Research on some methods to optimize the performance of Ruby on rails

Time:2022-2-5

1. Cause yourRailsThere are two reasons why applications slow down:

  1. Should not beRubyAnd rails as the preferred place to use Ruby and rails. (doing something you’re not good at with ruby and rails)
  2. Excessive memory consumption leads to the need to use a lot of time for garbage collection.

Rails is a pleasant framework, and ruby is also a concise and elegant language. But if it is abused, it will have a considerable impactperformance。 There are many jobs that are not suitable for ruby and rails. You’d better use other tools. For example, database has obvious advantages in big data processing, and R language is especially suitable for statistics related work.

Memory problems are the primary reason why many Ruby applications slow down. Rails performanceoptimizationThe 80-20 rule is like this: 80% of the acceleration comes from memory optimization, and the remaining 20% belongs to other factors. Why is memory consumption so important? Because the more memory you allocate, the more work Ruby GC (Ruby’s garbage collection mechanism) needs to do. Rails already takes up a lot of memory, and on average, each application takes up nearly 100m of memory just after it starts. If you don’t pay attention to memory control, it is likely that your program memory will grow by more than 1G. So much memory needs to be reclaimed. No wonder GC takes up most of the execution time of the program.

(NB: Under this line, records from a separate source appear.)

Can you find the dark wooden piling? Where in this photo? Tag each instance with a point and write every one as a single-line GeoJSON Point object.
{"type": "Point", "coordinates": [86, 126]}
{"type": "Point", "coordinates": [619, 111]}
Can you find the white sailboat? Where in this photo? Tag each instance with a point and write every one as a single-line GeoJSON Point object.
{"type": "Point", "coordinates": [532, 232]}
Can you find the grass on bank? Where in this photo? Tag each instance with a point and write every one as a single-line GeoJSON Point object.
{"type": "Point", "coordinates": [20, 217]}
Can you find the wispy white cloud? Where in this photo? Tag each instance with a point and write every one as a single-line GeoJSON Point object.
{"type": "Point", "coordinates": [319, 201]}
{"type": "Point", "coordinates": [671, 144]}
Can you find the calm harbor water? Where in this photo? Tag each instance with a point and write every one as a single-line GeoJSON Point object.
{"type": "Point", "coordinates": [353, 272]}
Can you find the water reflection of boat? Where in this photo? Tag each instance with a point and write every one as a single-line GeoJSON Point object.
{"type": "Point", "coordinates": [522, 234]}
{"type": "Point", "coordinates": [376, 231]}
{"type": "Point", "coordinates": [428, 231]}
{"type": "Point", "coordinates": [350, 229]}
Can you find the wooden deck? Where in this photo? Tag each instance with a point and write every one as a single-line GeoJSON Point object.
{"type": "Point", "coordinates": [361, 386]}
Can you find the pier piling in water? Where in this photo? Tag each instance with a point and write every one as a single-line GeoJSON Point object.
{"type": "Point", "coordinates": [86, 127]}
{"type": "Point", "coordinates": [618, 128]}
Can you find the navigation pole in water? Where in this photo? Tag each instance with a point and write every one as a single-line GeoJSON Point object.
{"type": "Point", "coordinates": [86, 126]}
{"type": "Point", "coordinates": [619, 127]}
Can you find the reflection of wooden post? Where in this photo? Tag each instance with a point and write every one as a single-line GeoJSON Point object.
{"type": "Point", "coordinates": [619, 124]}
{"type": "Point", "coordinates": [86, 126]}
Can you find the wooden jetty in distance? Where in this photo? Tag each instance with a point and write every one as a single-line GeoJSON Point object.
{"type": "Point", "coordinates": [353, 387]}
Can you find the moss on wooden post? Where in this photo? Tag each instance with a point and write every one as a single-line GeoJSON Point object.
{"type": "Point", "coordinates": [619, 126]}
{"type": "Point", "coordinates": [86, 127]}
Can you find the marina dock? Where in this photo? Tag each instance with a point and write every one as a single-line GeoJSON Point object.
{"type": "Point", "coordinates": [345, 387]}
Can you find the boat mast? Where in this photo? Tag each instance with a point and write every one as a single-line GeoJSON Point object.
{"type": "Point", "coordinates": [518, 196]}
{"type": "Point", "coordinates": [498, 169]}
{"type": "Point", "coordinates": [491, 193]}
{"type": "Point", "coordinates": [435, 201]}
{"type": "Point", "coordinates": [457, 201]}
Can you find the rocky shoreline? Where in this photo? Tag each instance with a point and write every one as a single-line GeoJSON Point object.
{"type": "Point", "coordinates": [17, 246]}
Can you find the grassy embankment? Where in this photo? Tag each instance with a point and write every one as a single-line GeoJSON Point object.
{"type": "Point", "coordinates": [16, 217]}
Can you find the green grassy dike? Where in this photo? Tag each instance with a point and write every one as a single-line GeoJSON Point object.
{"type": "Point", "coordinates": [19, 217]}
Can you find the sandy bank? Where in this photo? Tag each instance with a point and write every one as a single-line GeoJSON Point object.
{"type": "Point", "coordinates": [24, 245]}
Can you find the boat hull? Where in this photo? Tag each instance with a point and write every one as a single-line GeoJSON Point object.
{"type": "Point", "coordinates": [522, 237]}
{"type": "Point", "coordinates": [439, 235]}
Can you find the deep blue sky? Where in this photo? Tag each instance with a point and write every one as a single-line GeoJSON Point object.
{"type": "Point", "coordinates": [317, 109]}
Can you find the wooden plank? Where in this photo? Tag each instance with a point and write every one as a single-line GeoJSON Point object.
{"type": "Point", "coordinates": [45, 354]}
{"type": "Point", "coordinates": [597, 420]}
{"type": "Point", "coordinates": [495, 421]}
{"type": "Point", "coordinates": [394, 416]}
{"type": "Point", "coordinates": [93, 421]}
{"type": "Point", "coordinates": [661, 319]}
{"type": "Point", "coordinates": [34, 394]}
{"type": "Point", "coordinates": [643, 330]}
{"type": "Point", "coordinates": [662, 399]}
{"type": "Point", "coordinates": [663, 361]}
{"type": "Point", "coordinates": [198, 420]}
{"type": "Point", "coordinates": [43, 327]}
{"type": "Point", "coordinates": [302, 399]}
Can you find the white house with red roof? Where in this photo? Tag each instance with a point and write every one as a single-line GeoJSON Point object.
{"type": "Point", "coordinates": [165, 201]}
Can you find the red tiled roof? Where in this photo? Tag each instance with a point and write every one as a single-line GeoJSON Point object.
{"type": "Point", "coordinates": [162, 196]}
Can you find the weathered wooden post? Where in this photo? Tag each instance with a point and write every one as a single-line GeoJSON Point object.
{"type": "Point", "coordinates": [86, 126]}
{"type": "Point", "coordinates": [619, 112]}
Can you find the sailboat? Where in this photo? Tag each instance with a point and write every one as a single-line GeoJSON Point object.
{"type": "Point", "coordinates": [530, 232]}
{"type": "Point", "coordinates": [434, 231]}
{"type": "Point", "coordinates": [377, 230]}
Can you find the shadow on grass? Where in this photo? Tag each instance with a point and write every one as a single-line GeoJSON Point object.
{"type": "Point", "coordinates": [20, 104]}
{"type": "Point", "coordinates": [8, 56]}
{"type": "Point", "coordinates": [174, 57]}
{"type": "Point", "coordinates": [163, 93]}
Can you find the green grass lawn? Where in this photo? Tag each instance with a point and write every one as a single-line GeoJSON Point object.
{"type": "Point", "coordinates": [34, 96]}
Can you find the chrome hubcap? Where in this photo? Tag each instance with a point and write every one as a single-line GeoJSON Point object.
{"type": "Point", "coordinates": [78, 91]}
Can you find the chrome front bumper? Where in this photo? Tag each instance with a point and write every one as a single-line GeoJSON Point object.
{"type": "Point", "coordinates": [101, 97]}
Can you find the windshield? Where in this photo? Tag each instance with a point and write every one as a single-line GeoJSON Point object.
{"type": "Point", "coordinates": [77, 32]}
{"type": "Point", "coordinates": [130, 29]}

2 how can we make a rails application run faster?

There are three ways to make your application faster: capacity expansion, caching and code optimization.

Capacity expansion is now easy to achieve. Heroku basically does this for you, while hirefire makes the process more automated. Other managed environments offer similar solutions. In short, you can use it if you can. But please keep in mind that capacity expansion is not a silver bullet to improve performance. If your application only needs to respond to a request in five minutes, capacity expansion is useless. Also, using heroku + hirefire can easily lead to overdraft of your bank account. I’ve seen hirefire expand one of my apps to 36 entities, and I paid $3100 for it. I immediately manually reduced the instance size to 2 and optimized the code

Rails caching is also easy to implement. Block caching in rails 4 is very good. Rails documentation is an excellent resource for caching knowledge. However, compared with capacity expansion, caching cannot be the ultimate solution to performance problems. If your code doesn’t work well, you will find that you will spend more and more resources on caching until caching can no longer improve speed.

The only reliable way to make your rails application faster is code optimization. In the rails scenario, this is memory optimization. Of course, if you take my advice and avoid using rails outside its design capabilities, you will have less code to optimize.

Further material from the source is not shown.